Healthy Weight Guidelines
Medical Disclaimer: This calculator provides general information only and is not medical advice. BMI is a screening tool, not a diagnostic measure. Always consult a healthcare professional for personalized guidance about your weight and health.
- BMI is one metric, not the whole picture. Your overall health depends on many factors including diet quality, physical activity, sleep, stress management, and mental well-being. A single number cannot capture your complete health status.
- Focus on healthy behaviors, not just numbers. Regular physical activity, balanced nutrition, adequate sleep, and stress management improve health regardless of weight changes. These habits matter more than reaching a specific BMI.
- Consult healthcare providers for personalized advice. Your doctor can assess your individual risk factors, family history, and health goals to provide recommendations tailored to your situation.
- Consider multiple health metrics. Combine BMI with waist circumference, blood pressure, blood sugar, cholesterol levels, and fitness assessments for a comprehensive view of your health.

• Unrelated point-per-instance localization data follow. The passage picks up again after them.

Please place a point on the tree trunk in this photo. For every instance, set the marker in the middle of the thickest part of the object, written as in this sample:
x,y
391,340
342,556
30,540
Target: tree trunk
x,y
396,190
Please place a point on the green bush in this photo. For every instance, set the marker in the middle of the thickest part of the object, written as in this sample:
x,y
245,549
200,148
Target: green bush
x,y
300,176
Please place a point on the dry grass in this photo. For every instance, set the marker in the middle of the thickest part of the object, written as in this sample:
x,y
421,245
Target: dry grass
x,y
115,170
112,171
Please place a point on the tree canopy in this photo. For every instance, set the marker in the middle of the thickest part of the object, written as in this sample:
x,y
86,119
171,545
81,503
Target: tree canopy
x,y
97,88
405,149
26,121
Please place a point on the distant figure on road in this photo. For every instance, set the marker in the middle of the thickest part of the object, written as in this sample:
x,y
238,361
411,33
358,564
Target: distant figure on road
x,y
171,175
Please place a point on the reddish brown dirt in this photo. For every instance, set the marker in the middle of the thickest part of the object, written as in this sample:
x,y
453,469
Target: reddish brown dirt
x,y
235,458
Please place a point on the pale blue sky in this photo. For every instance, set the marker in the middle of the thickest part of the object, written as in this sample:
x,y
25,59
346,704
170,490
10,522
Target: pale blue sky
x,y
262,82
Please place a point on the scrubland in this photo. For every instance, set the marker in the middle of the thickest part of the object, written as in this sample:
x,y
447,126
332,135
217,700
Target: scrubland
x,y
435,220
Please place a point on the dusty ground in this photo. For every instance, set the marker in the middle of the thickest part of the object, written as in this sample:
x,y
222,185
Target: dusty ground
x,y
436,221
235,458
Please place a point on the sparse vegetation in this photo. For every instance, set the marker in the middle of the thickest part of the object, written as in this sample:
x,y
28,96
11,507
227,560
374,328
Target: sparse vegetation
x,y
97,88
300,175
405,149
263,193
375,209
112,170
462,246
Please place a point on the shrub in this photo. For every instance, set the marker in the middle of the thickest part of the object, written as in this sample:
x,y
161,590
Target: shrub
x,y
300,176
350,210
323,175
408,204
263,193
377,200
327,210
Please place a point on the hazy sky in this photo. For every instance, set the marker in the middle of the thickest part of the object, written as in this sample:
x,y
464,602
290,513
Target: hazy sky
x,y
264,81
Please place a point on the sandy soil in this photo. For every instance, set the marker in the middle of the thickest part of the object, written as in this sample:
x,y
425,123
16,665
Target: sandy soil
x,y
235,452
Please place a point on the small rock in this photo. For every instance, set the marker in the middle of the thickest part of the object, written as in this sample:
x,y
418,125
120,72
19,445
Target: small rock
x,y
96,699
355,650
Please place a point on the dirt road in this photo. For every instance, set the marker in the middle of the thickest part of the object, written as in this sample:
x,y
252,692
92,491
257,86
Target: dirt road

- Be patient with healthy changes. Sustainable weight management involves gradual changes. Aim for 1-2 pounds per week if weight loss is recommended by your healthcare provider.
Sources: Centers for Disease Control and Prevention (CDC), World Health Organization (WHO), National Institutes of Health (NIH)
BMI Categories Quick Reference
- Below 18.5 - Underweight
- 18.5 - 24.9 - Normal weight
- 25.0 - 29.9 - Overweight
- 30.0 - 34.9 - Obese (Class I)
- 35.0 - 39.9 - Obese (Class II)
- 40.0 and above - Obese (Class III)
Note: BMI is a general indicator and does not account for muscle mass, bone density, age, ethnicity, or body composition. Consult a healthcare professional for personalized advice.
Did you know?
- BMI was invented in the 1830s by Belgian mathematician Adolphe Quetelet, not a doctor.
- About 42% of American adults have a BMI in the obese range (30 or above).
- BMI categories were originally set based on mortality statistics, not health outcomes directly.
- The World Health Organization added additional subcategories for obesity in 1997: Class I (30 to 34.9), Class II (35 to 39.9), and Class III (40 and above).
- Some countries, including Japan and parts of Asia, use lower BMI thresholds to define overweight status due to different health risk profiles.